As for many teens, I found high school to be socially challenging. I hadn’t found my group of friends, but Kinhaven showed me how people could be friends and overcome various social challenges, particularly as a musician and a nerd. Kinhaven takes you in right away – the kids, the rustic setting, and the cooking. It really isn’t about equipment and facilities: that’s not what we needed or wanted.
My favorite Kinhaven memory is the singing, particularly learning how to sing madrigals. When Jerry and Nancy Bidlack were away for a week, Adam Grabois taught us The Silver Swan so we could impress them when they got back. That was a nice homage to Jerry. I didn’t listen to rock or pop music; all I knew was classical, so it was fun to be around others who liked that music as well. I also loved the barn dancing – I danced the Salty Dog Rag for years! For the Regatta, our team made a pinwheel contraption out of cardboard and “cows.” It wouldn’t go forward, only in circles. While I was just an okay pianist going in, Kinhaven inspired me to up my game. I still play, but equally important is that Kinhaven awoke my lifelong love of instrumental and vocal chamber music and ensemble work.

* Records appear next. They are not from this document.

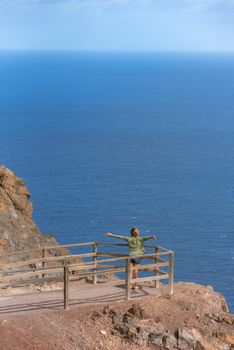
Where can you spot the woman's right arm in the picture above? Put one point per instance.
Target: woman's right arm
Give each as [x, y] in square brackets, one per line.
[125, 238]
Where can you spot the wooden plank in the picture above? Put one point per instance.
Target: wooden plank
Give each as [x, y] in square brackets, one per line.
[29, 274]
[100, 272]
[156, 283]
[151, 278]
[20, 252]
[45, 260]
[171, 274]
[95, 263]
[65, 287]
[127, 279]
[149, 266]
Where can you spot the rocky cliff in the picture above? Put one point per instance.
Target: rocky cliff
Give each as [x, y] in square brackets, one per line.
[194, 318]
[17, 228]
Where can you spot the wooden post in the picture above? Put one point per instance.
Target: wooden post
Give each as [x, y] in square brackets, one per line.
[95, 263]
[171, 273]
[43, 262]
[127, 279]
[156, 282]
[65, 285]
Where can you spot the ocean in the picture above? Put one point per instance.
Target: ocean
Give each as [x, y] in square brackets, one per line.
[107, 141]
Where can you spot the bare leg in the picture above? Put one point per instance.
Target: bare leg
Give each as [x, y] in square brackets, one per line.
[135, 272]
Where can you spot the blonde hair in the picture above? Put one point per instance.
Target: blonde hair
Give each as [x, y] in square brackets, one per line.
[134, 232]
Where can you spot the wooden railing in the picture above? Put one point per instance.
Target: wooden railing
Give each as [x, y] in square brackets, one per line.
[68, 267]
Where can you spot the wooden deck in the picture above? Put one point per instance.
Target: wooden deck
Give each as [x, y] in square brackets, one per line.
[73, 267]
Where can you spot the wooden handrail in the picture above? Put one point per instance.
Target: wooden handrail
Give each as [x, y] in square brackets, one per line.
[102, 262]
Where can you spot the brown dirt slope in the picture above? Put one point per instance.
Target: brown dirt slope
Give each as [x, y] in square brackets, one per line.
[195, 317]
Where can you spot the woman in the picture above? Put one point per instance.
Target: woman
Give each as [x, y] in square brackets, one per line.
[135, 247]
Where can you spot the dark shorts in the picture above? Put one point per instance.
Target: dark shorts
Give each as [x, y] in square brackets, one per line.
[136, 261]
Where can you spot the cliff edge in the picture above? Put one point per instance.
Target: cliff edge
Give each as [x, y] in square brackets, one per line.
[18, 231]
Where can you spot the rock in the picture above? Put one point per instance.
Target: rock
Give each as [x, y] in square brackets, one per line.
[187, 338]
[226, 337]
[142, 313]
[17, 228]
[169, 341]
[155, 338]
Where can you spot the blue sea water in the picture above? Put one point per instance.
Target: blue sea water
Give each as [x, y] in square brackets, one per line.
[109, 141]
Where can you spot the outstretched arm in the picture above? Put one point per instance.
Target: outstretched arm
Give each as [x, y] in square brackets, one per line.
[149, 237]
[117, 236]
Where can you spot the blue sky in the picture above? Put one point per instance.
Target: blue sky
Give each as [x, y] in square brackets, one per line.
[188, 25]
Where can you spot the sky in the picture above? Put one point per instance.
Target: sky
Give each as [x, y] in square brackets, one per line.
[131, 25]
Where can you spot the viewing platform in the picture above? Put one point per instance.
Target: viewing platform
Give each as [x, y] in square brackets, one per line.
[92, 272]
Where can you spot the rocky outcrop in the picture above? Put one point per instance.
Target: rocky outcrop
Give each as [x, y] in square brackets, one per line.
[17, 228]
[194, 318]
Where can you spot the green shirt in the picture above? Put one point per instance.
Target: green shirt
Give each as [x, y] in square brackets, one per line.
[135, 244]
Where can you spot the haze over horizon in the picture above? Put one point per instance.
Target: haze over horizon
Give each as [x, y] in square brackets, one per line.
[122, 25]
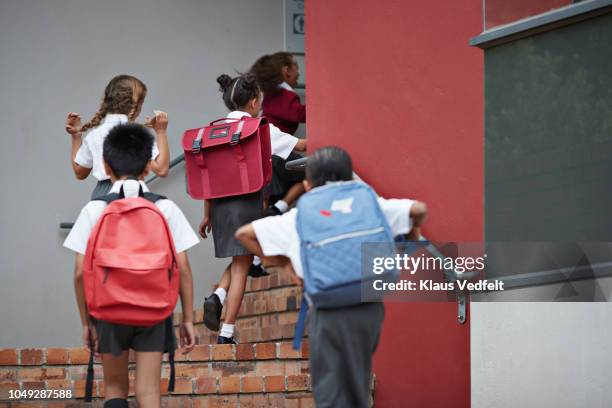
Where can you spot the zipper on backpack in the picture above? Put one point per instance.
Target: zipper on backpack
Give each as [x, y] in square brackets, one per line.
[348, 235]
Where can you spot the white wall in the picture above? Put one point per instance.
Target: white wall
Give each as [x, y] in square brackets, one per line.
[541, 355]
[57, 56]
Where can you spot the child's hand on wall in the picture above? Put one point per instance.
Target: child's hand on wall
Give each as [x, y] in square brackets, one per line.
[159, 122]
[73, 123]
[205, 227]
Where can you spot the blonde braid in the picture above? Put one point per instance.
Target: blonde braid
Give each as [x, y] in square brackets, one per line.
[97, 118]
[132, 113]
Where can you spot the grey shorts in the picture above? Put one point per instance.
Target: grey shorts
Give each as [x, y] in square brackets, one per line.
[116, 338]
[342, 342]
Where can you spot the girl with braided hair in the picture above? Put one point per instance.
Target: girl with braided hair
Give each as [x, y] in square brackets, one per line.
[122, 102]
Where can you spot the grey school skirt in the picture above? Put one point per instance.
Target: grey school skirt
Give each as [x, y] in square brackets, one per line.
[230, 213]
[102, 188]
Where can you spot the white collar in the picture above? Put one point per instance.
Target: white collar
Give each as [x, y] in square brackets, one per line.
[115, 118]
[286, 86]
[130, 189]
[237, 114]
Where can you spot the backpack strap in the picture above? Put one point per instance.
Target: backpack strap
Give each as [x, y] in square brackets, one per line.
[90, 372]
[170, 349]
[152, 197]
[301, 324]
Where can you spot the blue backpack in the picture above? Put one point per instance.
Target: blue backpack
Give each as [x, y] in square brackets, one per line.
[333, 221]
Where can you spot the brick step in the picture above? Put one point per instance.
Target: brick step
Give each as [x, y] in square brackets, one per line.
[209, 374]
[276, 279]
[242, 400]
[266, 328]
[264, 316]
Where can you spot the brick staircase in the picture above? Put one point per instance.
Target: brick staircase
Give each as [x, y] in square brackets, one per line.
[262, 371]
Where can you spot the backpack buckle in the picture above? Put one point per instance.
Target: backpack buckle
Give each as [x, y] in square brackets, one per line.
[196, 146]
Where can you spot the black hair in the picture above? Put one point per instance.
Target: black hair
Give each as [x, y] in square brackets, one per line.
[237, 92]
[268, 70]
[127, 149]
[329, 163]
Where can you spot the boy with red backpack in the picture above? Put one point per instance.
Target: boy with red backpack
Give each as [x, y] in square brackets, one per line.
[131, 266]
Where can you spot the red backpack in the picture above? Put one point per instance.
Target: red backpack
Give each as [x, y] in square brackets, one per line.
[130, 273]
[229, 158]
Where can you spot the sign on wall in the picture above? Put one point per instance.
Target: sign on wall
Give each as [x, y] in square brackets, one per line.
[294, 26]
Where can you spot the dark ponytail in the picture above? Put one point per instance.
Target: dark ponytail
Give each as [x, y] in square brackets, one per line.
[237, 92]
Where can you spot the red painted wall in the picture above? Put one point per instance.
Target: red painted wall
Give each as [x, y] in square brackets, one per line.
[396, 84]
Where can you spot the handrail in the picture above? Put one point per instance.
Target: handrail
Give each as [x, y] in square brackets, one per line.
[297, 164]
[178, 159]
[173, 163]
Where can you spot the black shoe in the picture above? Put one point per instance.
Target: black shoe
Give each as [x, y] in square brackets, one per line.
[212, 312]
[257, 271]
[226, 340]
[272, 211]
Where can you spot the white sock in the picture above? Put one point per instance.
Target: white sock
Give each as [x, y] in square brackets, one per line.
[227, 330]
[281, 205]
[221, 293]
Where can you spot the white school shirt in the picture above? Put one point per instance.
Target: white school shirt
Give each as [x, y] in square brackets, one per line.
[277, 235]
[182, 234]
[282, 143]
[90, 152]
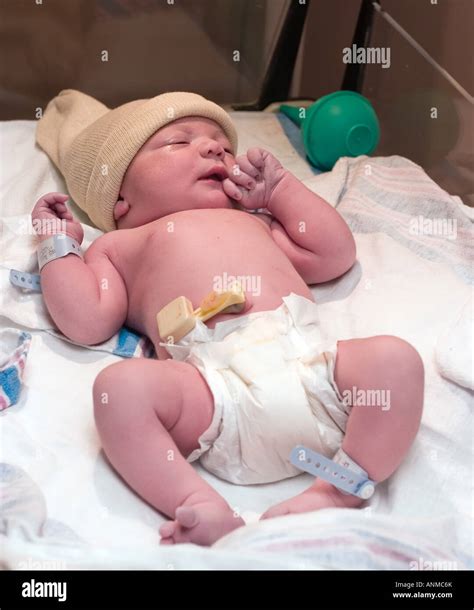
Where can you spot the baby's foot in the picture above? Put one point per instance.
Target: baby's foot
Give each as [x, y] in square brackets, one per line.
[203, 523]
[319, 495]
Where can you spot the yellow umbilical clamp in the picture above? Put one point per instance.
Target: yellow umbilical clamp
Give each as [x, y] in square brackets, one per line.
[178, 318]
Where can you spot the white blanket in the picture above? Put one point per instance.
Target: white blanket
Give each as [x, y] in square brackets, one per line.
[66, 503]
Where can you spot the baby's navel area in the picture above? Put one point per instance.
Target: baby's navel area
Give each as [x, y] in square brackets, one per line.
[195, 252]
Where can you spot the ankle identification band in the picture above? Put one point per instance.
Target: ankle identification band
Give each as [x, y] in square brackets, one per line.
[178, 318]
[351, 479]
[57, 246]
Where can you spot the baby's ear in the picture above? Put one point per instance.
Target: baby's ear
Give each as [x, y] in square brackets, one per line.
[121, 208]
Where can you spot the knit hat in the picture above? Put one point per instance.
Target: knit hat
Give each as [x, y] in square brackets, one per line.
[92, 145]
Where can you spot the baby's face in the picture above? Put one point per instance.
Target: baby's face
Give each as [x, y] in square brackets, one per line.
[166, 175]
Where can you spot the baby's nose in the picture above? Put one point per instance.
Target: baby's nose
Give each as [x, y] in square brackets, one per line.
[212, 148]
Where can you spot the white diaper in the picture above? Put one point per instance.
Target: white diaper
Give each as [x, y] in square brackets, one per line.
[273, 385]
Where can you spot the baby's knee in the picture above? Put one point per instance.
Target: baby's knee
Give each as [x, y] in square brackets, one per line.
[400, 357]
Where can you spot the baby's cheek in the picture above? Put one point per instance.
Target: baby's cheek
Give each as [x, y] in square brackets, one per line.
[120, 209]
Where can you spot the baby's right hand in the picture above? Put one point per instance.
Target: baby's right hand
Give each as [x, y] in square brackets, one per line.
[51, 216]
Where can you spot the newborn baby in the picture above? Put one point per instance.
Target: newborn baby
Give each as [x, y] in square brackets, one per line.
[242, 389]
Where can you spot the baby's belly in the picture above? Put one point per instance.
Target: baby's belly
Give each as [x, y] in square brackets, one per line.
[196, 265]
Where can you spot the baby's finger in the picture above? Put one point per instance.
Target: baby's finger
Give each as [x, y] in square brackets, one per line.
[241, 177]
[231, 189]
[247, 167]
[51, 198]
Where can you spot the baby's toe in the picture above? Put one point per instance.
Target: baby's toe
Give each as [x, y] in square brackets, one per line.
[167, 531]
[187, 516]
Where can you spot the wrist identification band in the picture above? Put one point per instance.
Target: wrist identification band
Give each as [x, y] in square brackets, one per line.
[351, 480]
[57, 246]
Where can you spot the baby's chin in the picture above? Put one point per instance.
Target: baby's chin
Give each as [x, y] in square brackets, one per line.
[215, 201]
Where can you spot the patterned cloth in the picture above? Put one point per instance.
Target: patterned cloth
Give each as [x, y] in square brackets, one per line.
[12, 364]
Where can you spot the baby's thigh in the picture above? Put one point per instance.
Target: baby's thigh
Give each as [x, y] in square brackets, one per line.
[133, 394]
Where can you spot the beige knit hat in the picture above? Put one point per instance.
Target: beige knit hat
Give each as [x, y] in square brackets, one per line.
[92, 145]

My grandfather and his brother, Harold and Percy Uris, founded a successful real estate and construction firm in New York City. In the 1950s they set up a foundation to support institutions they felt had given them and the city so much. After their deaths, the foundation became three foundations, each led by one of my grandfather’s daughters, one being my mother, Linda. We’ve continued supporting institutions the brothers gave to, while others we’ve chosen reflect our engagement in our own fields and communities.
A nice series of events unfolded beginning in 1998, our foundation’s first year, as my mother began training us to be philanthropists. We had funds but no list of people or organizations to give to. About that time I got a fundraising letter from Kinhaven, and David Yang had scrawled a note on it, “Send moolah!” The amateur yet heartfelt tone struck a chord and his timing was perfect. I was reminded of how important Kinhaven had been to me. We’ve supported Kinhaven every year since then.
In 2018, I joined Kinhaven’s board, because after so many years of involvement, it felt like the responsible thing to do. Also, Kinhaven’s board is an opportunity to better understand music nonprofits, an openness that is not always available to philanthropists. Joining this lovely group has been an opportunity to get involved, better understand the institution, its problems and needs, and how it works from the inside.
My hope for Kinhaven is that it remains alive for the long term as a nurturing place for serious musicians. It’s not just a summer camp! Six weeks is a long time for a young person, and that can be a life-changer. It was for me, and I cherish that.
Victoria Sanger is a Kinhaven trustee, associate adjunct professor of architectural history at GSAPP, Columbia University, and vice president of the EHA Foundation.